Toxicity of eosinophil MBP is repressed by intracellular crystallization and promoted by extracellular aggregation.

Eosinophils are white blood cells that function in innate immunity and participate in the pathogenesis of various inflammatory and neoplastic disorders. Their secretory granules contain four cytotoxic proteins, including the eosinophil major basic protein (MBP-1). How MBP-1 toxicity is controlled within the eosinophil itself and activated upon extracellular release is unknown. Here we show how intragranular MBP-1 nanocrystals restrain toxicity, enabling its safe storage, and characterize them with an X-ray-free electron laser. Following eosinophil activation, MBP-1 toxicity is triggered by granule acidification, followed by extracellular aggregation, which mediates the damage to pathogens and host cells. Larger non-toxic amyloid plaques are also present in tissues of eosinophilic patients in a feedback mechanism that likely limits tissue damage under pathological conditions of MBP-1 oversecretion. Our results suggest that MBP-1 aggregation is important for innate immunity and immunopathology mediated by eosinophils and clarify how its polymorphic self-association pathways regulate toxicity intra- and extracellularly.

Novel targeted therapies for eosinophil-associated diseases and allergy.

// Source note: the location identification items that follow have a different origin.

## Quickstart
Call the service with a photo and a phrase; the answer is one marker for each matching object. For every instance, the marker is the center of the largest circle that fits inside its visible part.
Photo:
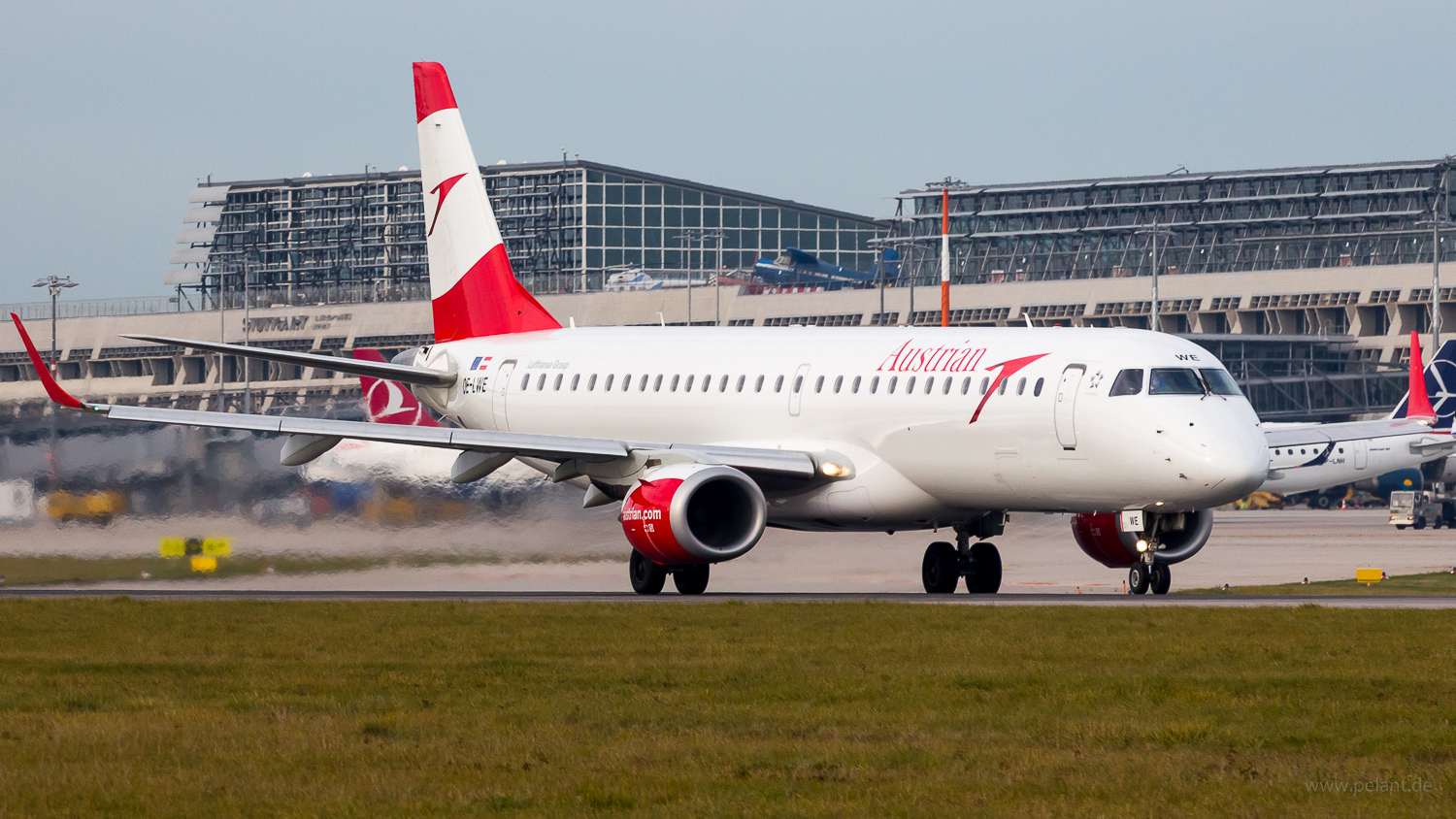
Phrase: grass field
(1398, 585)
(364, 708)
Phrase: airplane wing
(351, 366)
(777, 463)
(1324, 434)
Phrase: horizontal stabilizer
(351, 366)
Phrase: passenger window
(1127, 383)
(1174, 381)
(1220, 383)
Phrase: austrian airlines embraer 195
(707, 435)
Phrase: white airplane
(707, 435)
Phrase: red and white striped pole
(945, 258)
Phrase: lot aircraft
(707, 435)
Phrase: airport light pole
(1155, 232)
(54, 285)
(1438, 221)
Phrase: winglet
(44, 373)
(1418, 404)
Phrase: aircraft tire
(1138, 579)
(1159, 577)
(646, 576)
(983, 574)
(690, 579)
(941, 569)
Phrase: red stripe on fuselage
(1008, 369)
(488, 302)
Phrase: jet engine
(693, 513)
(1179, 536)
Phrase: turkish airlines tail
(386, 402)
(471, 284)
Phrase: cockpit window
(1174, 381)
(1127, 383)
(1220, 383)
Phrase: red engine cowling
(693, 513)
(1100, 537)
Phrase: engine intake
(1100, 537)
(693, 513)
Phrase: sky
(111, 113)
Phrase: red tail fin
(387, 402)
(1417, 404)
(471, 284)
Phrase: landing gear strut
(649, 576)
(1155, 576)
(978, 563)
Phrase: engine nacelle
(693, 513)
(1100, 537)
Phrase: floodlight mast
(54, 285)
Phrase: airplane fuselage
(937, 422)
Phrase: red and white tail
(471, 282)
(387, 402)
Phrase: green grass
(61, 569)
(1397, 585)
(366, 708)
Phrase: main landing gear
(945, 565)
(1155, 576)
(649, 576)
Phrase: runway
(1091, 600)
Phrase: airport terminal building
(1305, 281)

Eosinophil-associated diseases often present with life-threatening manifestations and/or chronic organ damage. Currently available therapeutic options are limited to a few drugs that often have to be prescribed on a lifelong basis to keep eosinophil counts under control. In the past 10 years, treatment options and outcomes in patients with clonal eosinophilic and other eosinophilic disorders have improved substantially. Several new targeted therapies have emerged, addressing different aspects of eosinophil expansion and inflammation. In this review, we discuss available and currently tested agents as well as new strategies and drug targets relevant to both primary and secondary eosinophilic diseases, including allergic disorders.